In my eyes sizing up capability comes down to just overall experience. Things like, decision making, use of terrain, cutting off enemies, etc. etc. I don't necessarily need you to land shots, I just need teammates who can follow up on what I do, or make choices that lead to beneficial situations for us. I come across way too many people who've played the game for hundreds of hours and just, don't know what they're doing and can't hit any shots. Things like, should we fight or disengage, which way should we go while the ring is closing in on us, how can we outmaneuver the enemy, how can we use the ring to our advantage, etc. etc.
Also I'd definitely have a player run reputation system. Nothing punishable, just quirks you'd watch out for and maybe be able to filter in matchmaking. 3 Positives, 3 Negatives, tagged onto the players banner that you can see, but they can't see. Pros being things like, communicates often, has good aim, shares supplies, etc. etc. The three most tagged positive qualities would be shown, and the 3 most tagged negative would be shown as well. Negative qualities would be like, loot hog, toxic, doesn't communicate at all, etc. etc. On top of that, if you're friends with them, or you add them, or they add you, or they invite you to their party of whatever, you're no longer allowed to tag them for positive or negative.
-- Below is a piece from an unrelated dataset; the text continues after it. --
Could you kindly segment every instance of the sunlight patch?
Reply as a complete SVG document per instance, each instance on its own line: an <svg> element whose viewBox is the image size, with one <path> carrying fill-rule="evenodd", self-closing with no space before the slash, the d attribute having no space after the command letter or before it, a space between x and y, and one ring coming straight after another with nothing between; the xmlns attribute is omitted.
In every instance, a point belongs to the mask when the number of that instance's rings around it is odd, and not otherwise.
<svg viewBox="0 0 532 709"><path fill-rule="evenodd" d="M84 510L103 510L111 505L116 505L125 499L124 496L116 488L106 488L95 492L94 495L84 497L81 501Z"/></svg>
There's going to be no way to influence their tags once you start playing with them, because you saw their tags first in random matches and decided that they were tolerable enough to play with them. The only people who can influence your tags are randoms, so if you want to be tagged fairly and positively, you play fairly, and positively. It's also definitely going to have a number next to each individual tag to show you how many players tagged them with X quality. There's no merit to seeing the tags without knowing how frequently they're being tagged that. Also most definitely some of the tags will cancel out. If you're rated toxic by 120 people, and get rated non-toxic by 30, you're definitely not going to have the "non-toxic" tag listed.
Edited because apparently c-o-n-s is censored.